Puma Perl
FOR A MINUTE
I was a wild child
In the empty café,
Miguel introduced me
as a daughter of Third Street.
(He might have meant the poetry
but more likely meant the corners.)
I hid words in brick walls.
A thousand stories
died in my arms,
each track
an aborted symphony.
Tonight, I linger
in the back of the room.
Listen to long-haired poets
who don’t remember me.
I’ve died in abandoned buildings.
Been saved by junkies and dope fiends,
baptized in fire hydrants, blessed by thieves.
I carried poems in back pockets,
my arms scarred like the train.
Poets’ eyes glitter madly.
Voices like junkyard velvet.
Just for a minute, I’m in love.
Puma Perl is an award-winning poet, writer, and journalist. She is the author of two chapbooks, Belinda and Her Friends and Ruby True, both published by erbacce-press, and three full-length collections, knuckle tattoos (erbacce-press, UK, 2010), Retrograde (great weather for MEDIA, NYC, 2014), and Birthdays Before and After (Beyond Baroque Books, 2019).
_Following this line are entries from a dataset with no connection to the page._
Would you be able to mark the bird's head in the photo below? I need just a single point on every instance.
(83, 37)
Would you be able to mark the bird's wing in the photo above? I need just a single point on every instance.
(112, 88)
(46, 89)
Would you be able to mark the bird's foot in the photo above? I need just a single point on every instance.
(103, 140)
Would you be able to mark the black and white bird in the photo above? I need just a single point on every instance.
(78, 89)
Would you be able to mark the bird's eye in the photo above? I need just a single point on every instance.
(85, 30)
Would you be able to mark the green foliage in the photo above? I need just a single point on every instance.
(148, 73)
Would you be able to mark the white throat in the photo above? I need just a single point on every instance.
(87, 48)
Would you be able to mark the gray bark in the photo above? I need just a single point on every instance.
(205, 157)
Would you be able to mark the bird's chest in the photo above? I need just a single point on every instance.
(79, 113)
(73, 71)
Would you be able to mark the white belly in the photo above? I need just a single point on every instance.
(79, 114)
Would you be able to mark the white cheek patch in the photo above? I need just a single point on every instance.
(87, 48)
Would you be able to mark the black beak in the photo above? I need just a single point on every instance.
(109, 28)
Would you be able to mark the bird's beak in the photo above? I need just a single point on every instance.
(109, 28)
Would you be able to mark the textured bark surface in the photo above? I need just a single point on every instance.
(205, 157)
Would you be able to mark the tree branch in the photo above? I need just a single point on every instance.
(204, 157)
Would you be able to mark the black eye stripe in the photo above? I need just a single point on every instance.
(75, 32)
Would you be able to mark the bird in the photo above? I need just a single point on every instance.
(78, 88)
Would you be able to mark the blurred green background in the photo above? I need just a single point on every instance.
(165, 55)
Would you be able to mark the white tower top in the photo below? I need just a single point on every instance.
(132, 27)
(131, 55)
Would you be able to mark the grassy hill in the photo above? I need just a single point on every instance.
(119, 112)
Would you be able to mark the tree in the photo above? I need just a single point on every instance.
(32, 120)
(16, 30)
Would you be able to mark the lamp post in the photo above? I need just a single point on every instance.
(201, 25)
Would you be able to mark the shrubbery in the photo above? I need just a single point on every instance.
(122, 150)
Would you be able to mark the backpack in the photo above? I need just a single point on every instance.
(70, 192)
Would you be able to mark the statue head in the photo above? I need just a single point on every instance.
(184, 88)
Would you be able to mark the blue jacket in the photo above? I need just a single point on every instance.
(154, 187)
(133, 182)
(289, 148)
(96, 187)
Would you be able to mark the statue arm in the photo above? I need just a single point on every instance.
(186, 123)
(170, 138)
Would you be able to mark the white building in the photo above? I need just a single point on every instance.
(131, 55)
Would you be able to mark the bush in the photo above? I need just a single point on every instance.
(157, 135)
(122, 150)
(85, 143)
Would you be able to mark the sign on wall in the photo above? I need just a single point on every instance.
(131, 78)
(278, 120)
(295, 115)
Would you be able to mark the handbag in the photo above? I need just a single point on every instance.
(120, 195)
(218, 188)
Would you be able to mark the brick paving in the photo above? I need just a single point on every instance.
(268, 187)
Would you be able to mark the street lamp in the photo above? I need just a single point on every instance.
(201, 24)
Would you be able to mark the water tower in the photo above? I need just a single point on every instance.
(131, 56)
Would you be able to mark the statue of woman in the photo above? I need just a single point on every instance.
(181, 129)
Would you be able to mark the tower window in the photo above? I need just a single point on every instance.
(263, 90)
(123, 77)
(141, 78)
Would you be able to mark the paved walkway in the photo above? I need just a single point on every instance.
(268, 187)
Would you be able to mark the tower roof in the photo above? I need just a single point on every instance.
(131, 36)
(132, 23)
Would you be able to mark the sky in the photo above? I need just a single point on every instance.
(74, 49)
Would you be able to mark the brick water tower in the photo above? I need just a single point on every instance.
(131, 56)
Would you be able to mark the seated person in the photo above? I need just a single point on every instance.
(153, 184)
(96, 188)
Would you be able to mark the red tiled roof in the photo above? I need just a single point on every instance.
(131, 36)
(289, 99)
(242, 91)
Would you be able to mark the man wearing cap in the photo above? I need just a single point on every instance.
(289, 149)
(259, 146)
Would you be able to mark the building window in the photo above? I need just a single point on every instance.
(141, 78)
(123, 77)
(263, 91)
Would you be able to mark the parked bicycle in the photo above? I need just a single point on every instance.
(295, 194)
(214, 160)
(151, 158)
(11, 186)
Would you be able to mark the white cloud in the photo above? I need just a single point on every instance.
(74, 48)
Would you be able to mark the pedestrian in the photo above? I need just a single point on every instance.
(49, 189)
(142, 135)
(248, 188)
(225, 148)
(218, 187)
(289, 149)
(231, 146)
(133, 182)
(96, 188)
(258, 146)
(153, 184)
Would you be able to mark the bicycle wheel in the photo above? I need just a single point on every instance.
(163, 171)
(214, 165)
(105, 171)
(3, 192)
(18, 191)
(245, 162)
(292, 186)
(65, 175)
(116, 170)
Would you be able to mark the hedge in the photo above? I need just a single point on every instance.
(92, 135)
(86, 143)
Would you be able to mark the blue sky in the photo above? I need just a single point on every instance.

She is the founder, host and curator of Puma’s Pandemonium, which launched at the Bowery Electric in 2012 and brings poetry together with rock and roll. She has performed across the United States and in Europe, both solo and with the great musicians who make up her band, Puma Perl and Friends. Her photographs of artists, poets, and musicians are frequently used for album covers, fliers, and headshots, and have been published in literary journals and newspapers. As a journalist, she’s been awarded two honorable mentions and one first place commendation by the New York Press Association for her work on The Village. Currently, you can find her weekly column, “Writing the Apocalypse,” in ChelseaCommunityNews.com. She is a lifelong New York City resident and lives on the Lower East Side of Manhattan.